Basta estrapolare uno dei tanti commenti per capire appieno cosa intendo significare: «Un punto di vista spiazzante, in questo caso, perché legato al più bel villain animato mai visto al cinema, se non uno tra i personaggi più crudeli della storia della “Settima Arte”. Perché questa “Maleficent” prende la statuaria, malvagia, elegante e maestosa protagonista de “La Bella Addormentata”, per tramutarla in una strega borderline dal cuore spezzato. L’idea di base era ed è infatti intrigante. Chi è realmente Malefica? Posta la domanda, Stromberg e la Woolverton hanno provato a pennellare un’originale risposta, disegnando i lineamenti di una strega buona, protettrice di un mondo incantato chiamato Brughiera e di fatto costretto a difendersi dagli umani. Peccato che regista, produttori e sceneggiatrice abbiano deciso di stuprare la storia originale e l’anima stessa di Malefica, gettandola in pasto ai sensi di colpa e alla bontà di un tempo. L’evoluzione della trama prende pieghe improponibili, ma in forma inedita e inaccettabile, tanto da umiliare il profilo del male animato che per 55 anni ha cresciuto, spaventato ed affascinato generazioni e generazioni di bimbi. Dimenticate la Malefica che avete imparato ad amare, voi che entrerete in sala, perché questa Malefica è la sua versione ripulita con l’acqua ossigenata. A non trovare risposta, dinanzi ad una simile operazione è la più scontata delle domande, ovvero: perché massacrare a tal punto una delle favole più celebri della filmografia Disney, andando a prendere il male fatto donna per trasformarlo in una melensa zitella prima alata e poi azzoppata con accesi e poco salutari sbalzi d’umore? Se è interessante la dualità che inietta in “Malefica”, la lascia troppo spesso scivolare verso la bontà», dalla recensione di Federico Boni.

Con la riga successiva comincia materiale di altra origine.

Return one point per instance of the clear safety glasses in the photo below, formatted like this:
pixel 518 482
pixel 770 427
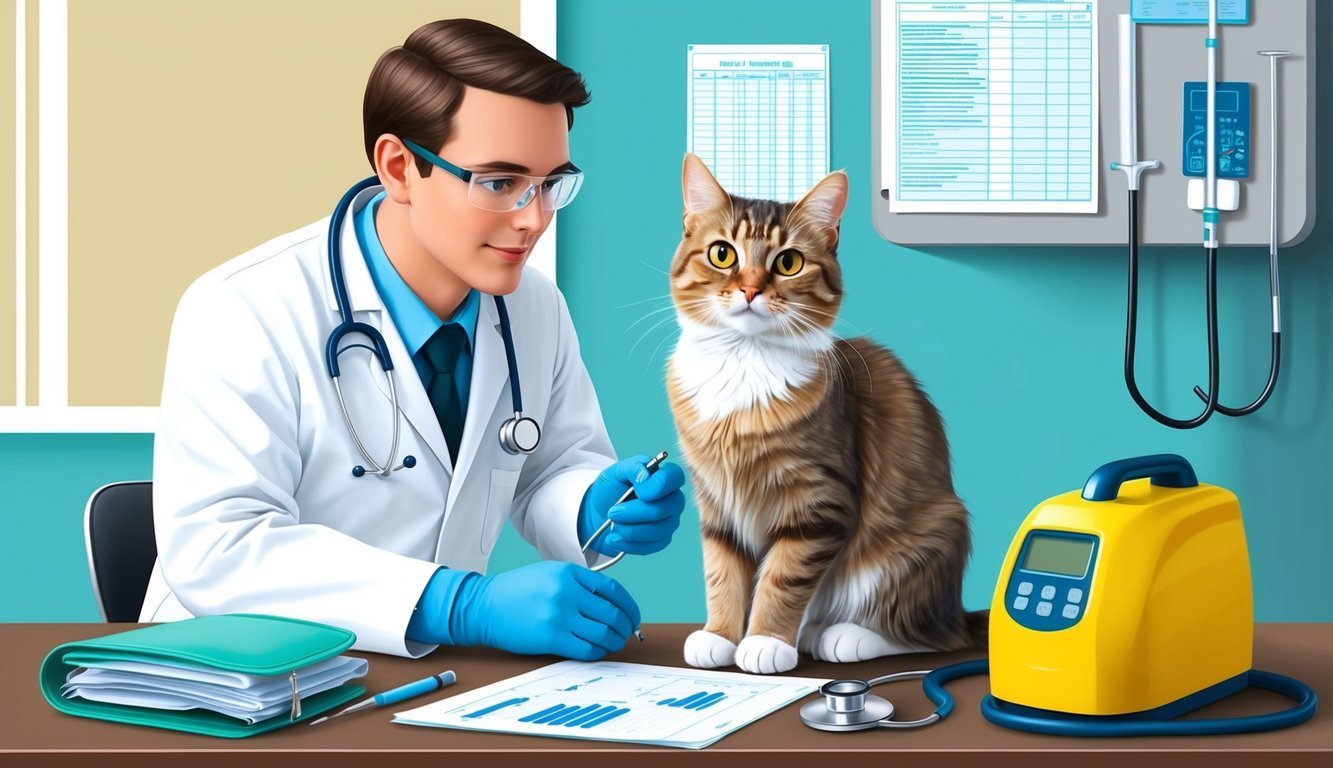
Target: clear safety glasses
pixel 503 191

Ed ecco perché non condivido né questa né altre critiche tutte tendenzialmente e ottusamente convinte che bisognava rispettare il male inconscio che procuravano ai bambini certe fiabe del passato, altro che raccontarle per farli addormentare senza incubi….
Quindi mi sono volutamente staccato da questa ottusa teoria volendo immaginarmi un regista intelligente ben conscio di stravolgere la fiaba originale, anzi mettendosi in gioco e in cattiva luce, proprio riferendosi ad essa per darne una versione più umana. Infatti poteva inventarsi un racconto tipo Avatar e nessuno avrebbe replicato. Ma perché stravolgere la fiaba da cui prende spunto?
Bruno Bettelheim, nella sua opera “Psicanalisi dei racconti di fate”, vede nella trama di questa fiaba un percorso iniziatico, un tentativo di preparare i bambini e le bambine ai cambiamenti che arriveranno… per me era una scusa per giustificare le crudeli fiabe di un “tempo che fu” e non voler accettare il fatto che bisogna staccarsi da un passato di “guerrafondai” sino ad arrivare per l’appunto ad un’altra e più pacifica visione del mondo, come ha tentato di fare Robert Stromberg in questa sua rivisitazione personale dell’immortale fiaba, ben conscio di scatenare la critica!
Mica è scemo con l’equipe che ha a fianco! Non ha sempre tentato di fare la stessa cosa Steven Allan Spielberg, sfatando la teoria che gli alieni scenderanno solo e sempre sulla terra per combatterci? Nel suo capolavoro: “Incontri ravvicinati del terzo tipo” ha lanciato un messaggio di pace che non sappiamo o vogliamo cogliere neppure ora, come per i vecchi film sugli indiani d’America che dovevano essere per forza i cattivi da sterminare, e che invece registi più moderni e intelligenti hanno mostrato il vero volto di questo popolo decimato e bistratto come in ogni guerra per il “dio denaro e il dio potere”. Vediamo anche questo film sotto quest’ottica e forse riuscirete a pensarla come me.